Annie Rolland : J’ai certes rencontré des gens de gauche très bien-pensants, mais il est sûr que la droite catholique pure et dure n’est pas du tout prête à discuter. S’il est un symptôme omniprésent dans la société, c’est la peur. Elle règne partout. Tout fait peur, y compris la littérature ado. On préfère être ignorant et avoir peur, plutôt que de savoir et d’affronter.
Les attaques sont-elles plus fréquentes aujourd’hui ?
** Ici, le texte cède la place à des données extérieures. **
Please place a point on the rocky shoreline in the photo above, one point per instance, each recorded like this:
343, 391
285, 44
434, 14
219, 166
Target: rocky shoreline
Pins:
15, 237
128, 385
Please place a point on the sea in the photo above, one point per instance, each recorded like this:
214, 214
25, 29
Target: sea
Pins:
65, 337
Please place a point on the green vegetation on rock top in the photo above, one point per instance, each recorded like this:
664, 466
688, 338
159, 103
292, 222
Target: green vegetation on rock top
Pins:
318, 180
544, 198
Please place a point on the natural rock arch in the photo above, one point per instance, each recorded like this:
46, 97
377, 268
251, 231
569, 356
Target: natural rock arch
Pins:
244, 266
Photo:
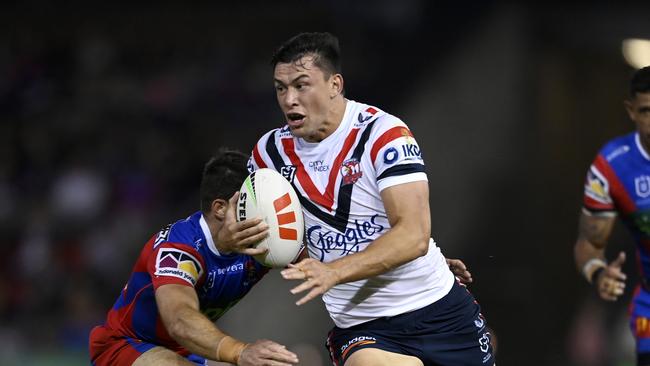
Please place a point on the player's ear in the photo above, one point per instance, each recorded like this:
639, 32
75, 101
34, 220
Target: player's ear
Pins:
219, 207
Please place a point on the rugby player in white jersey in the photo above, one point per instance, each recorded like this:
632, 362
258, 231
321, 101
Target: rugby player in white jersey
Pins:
361, 180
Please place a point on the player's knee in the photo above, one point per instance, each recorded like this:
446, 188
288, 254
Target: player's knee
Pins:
378, 357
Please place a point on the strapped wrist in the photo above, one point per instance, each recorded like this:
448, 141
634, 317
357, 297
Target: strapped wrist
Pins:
229, 349
592, 268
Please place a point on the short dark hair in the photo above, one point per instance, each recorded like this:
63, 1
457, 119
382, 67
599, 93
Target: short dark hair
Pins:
223, 175
640, 82
324, 46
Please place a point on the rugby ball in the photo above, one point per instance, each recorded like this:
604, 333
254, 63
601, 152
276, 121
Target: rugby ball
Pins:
268, 195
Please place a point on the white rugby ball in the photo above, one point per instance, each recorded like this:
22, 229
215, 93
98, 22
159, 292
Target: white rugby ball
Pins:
268, 195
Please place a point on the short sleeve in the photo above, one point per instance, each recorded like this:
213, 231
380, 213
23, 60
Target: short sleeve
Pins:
597, 198
173, 263
395, 154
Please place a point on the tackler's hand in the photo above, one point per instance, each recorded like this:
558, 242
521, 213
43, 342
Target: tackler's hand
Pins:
240, 236
318, 278
610, 282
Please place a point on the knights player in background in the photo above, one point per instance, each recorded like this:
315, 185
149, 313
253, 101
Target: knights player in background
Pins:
618, 183
186, 277
361, 180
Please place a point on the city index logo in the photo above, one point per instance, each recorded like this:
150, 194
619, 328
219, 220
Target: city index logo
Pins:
285, 218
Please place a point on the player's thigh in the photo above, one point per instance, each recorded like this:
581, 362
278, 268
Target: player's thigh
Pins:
160, 356
379, 357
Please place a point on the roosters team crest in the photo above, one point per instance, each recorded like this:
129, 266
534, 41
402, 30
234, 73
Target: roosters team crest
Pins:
351, 171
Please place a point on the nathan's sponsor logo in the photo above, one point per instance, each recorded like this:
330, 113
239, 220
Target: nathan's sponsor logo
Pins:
288, 172
318, 166
285, 131
237, 267
597, 187
619, 151
177, 263
249, 165
351, 171
326, 241
484, 342
355, 342
411, 151
162, 235
642, 186
390, 155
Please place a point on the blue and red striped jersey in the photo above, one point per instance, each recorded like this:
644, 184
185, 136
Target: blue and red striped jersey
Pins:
182, 253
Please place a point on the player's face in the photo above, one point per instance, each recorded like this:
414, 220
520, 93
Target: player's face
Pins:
638, 108
305, 96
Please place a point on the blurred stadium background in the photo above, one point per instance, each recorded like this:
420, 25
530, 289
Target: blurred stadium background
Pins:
108, 112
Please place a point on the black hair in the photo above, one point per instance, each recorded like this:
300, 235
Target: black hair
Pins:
324, 46
223, 175
640, 82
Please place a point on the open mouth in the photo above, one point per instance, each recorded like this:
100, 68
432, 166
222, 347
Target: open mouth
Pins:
295, 119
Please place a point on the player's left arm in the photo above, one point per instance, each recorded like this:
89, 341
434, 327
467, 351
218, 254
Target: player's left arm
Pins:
407, 207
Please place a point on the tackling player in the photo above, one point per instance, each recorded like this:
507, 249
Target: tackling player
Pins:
361, 180
618, 183
186, 277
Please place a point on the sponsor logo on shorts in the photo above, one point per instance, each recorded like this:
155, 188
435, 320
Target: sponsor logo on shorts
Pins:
356, 342
177, 263
642, 327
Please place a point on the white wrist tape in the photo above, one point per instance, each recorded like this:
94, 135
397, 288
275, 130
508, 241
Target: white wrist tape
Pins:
591, 266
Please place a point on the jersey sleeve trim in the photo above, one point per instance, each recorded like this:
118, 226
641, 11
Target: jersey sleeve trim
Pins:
401, 179
388, 136
402, 169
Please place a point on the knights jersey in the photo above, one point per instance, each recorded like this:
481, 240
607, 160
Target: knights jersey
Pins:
339, 181
618, 182
182, 253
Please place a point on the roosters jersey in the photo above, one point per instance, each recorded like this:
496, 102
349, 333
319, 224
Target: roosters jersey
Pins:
618, 182
182, 253
339, 181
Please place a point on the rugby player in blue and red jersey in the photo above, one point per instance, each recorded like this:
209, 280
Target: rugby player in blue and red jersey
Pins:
186, 277
618, 184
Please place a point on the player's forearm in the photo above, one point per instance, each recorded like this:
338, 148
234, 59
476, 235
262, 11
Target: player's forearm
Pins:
585, 250
401, 244
200, 336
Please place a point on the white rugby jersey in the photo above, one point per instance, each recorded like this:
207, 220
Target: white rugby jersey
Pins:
339, 181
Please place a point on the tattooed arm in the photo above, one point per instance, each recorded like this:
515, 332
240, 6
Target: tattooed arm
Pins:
589, 254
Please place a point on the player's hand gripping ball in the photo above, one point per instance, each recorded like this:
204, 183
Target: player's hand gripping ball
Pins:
267, 194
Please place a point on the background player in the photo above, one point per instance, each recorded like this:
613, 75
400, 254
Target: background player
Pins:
618, 182
361, 180
186, 277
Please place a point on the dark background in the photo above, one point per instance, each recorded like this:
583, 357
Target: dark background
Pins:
108, 113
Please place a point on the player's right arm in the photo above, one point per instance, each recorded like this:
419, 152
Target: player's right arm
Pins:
596, 223
178, 307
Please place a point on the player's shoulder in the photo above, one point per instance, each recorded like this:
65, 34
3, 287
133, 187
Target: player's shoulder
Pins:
182, 233
276, 134
618, 147
365, 114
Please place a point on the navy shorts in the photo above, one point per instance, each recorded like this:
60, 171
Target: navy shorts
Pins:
449, 332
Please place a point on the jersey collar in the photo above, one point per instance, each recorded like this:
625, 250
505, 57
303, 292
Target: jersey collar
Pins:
208, 236
637, 140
Annie Rolland : Des documentalistes et des libraires m’ont dit se sentir « délégitimés » dans leur mission de passeurs de la littérature aux adolescents. C’est atterrant. J’ai eu des échos de parents qui, à mon avis, ne vont pas très bien, qui se sont rendus au CDI du collège pour recommander qu’on ne donne pas à lire tel ou tel ouvrage à leur enfant. Le documentaliste a répondu : « Votre enfant lira tout ce qu’il veut dans cette bibliothèque. Si vous n’êtes pas d’accord, vous pouvez le changer d’établissement. » De mon point de vue, les parents qui interviennent de cette façon face à des enfants de quinze ans, non seulement font preuve d’une grave intrusion dans leur vie scolaire, mais aussi dans leur vie intellectuelle. Je lis actuellement Le temps des lézards est venu, de Charlie Price, traduit par Pierre Charras. Il y est question d’un gamin aux prises avec la folie de sa mère. Il doit vivre avec ça. Je me suis occupée pendant quinze ans de grands psychotiques. Je connais les familles. Je suis touchée par ce roman, parce qu’il parle d’un sujet tabou, la folie. On en stigmatise seulement les effets. Ce roman, lui, donne sens à un état de l’être qui a priori n’en a pas.